Professora universitária há três décadas; Mestre em Direito; Mestre em Filosofia; Doutora em Direito; Pesquisadora – Chefe do Instituto Nacional de Pesquisas Jurídicas; Presidente da Seccional Rio de Janeiro, ABRADE – Associação Brasileira de Direito Educacional; Vinte e nove obras jurídicas publicadas; articulistas dos sites JURID, Lex Magister; Portal Investidura, Letras Jurídicas; Membro do ABDPC – Associação Brasileira do Direito Processual Civil; Pedagoga

 

 

 

Já foi o tempo em que a diplomacia era reconhecidamente um instrumento racional e civilizado, não obstante toda a guerra tarifária empreendida, Trump atropela o procedimento das relações internacionais. Revogou o visto da embaixadora brasileira nos EUA.

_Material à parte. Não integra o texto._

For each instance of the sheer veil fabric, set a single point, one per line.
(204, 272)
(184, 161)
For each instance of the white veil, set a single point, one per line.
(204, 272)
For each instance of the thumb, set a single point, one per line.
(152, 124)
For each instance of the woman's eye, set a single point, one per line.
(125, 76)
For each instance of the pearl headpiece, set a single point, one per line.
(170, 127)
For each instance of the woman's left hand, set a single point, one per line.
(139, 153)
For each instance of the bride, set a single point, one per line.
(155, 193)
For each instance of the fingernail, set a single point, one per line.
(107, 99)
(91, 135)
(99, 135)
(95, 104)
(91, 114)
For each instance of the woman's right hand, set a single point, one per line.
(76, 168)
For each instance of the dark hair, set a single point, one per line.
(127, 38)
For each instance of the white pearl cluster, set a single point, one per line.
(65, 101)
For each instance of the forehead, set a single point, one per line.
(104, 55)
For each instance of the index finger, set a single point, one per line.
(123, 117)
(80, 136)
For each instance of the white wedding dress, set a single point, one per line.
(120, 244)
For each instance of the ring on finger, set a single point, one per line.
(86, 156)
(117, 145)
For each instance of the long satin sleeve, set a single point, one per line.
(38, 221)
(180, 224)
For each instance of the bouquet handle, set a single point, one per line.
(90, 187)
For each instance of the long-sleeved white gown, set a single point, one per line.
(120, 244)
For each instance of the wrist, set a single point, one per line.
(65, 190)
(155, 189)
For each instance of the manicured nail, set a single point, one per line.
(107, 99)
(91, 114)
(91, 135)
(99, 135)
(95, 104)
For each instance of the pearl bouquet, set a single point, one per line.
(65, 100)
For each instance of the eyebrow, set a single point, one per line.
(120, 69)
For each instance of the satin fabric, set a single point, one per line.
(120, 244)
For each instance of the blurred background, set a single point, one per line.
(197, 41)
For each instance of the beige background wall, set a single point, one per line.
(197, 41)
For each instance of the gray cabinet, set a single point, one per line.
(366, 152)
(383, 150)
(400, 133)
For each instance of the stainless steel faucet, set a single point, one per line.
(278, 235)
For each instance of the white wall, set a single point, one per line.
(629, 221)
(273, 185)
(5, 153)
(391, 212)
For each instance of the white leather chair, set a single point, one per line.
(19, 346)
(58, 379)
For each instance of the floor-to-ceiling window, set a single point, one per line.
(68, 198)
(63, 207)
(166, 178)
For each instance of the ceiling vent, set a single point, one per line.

Decisão sem precedentes. Muitos estudiosos, diplomatas e cientistas políticos ficaram estarrecidos com a informação. Enfim, declarada crise diplomática galgou uma fase inédita e perigosa

O motivo da dita revogação do visto, ou a reciprocidade da decisão deu-se pois o governo brasileiro negou entrada de representantes de Trump que visavam atacar nosso sistema eleitoral.

Trump avisa a todos que a regra do jogo nas relações internacionais mudou e, sua autoridade não respeita procedimentos e nem ritos diplomáticos.

O atual governo do Brasil ainda não concedeu o agrément a Daniel Perez, que fora indicado para ser o embaixador dos EUA no Brasil e, assim, Trump condicionou a devolução do visto à embaixadora brasileira, ao aval brasileiro ao indicado republicano Daniel Peres, para a embaixada no Brasil.

A medida anunciada pelo Departamento de Estado dos EUA equivale a expulsão da diplomata brasileira, e inaugura nova crise nas relações entre os países. Até o presente momento, o Itamaraty e o Palácio do Planalto ainda não se pronunciaram a respeito.

Daniel Perez já teve sua indicação para o posto de embaixador no Brasil aprovada pela Comissão de Relações Exteriores do Senado dos Estados Unidos. Ele ainda precisa ser aprovado pelo plenário da Casa.

O governo do presidente Luiz Inácio Lula da Silva (PT) decidiu segurar o aval diplomático ao novo embaixador dos Estados Unidos no Brasil em meio à crise entre os dois países provocada pelo tarifaço.

Muito provavelmente, a análise da indicação de Daniel Perez, ocorrerá depois das eleições do corrente ano. Registre-se que os EUA estão sem embaixador no Brasil, desde do fim do governo Biden e, um ano e meio depois, Trump tornou pública a indicação de Perez ao posto, em primeiro de junho.

Uma crise diplomática é uma situação grave de tensão entre Estados que ameaça à paz, sendo regulada por princípios como a solução pacífica de controvérsias, a proibição do uso da força e a inviolabilidade das missões diplomáticas. As normas fundamentais baseiam-se na negociação e na cooperação mútua

Regras do Direito Internacional apontam que deverá ocorrer solução pacífica: Obrigação de resolver impasses por meios diplomáticos (como mediação e negociação) antes de qualquer medida extrema.

E, obedecendo o princípio da não-intervenção: Respeito à soberania interna e à integridade territorial dos países envolvidos.

O respeito as imunidades diplomáticas correspondem a proteção legal garantida a diplomatas e embaixadas para manter canais de diálogo abertos mesmo durante crises.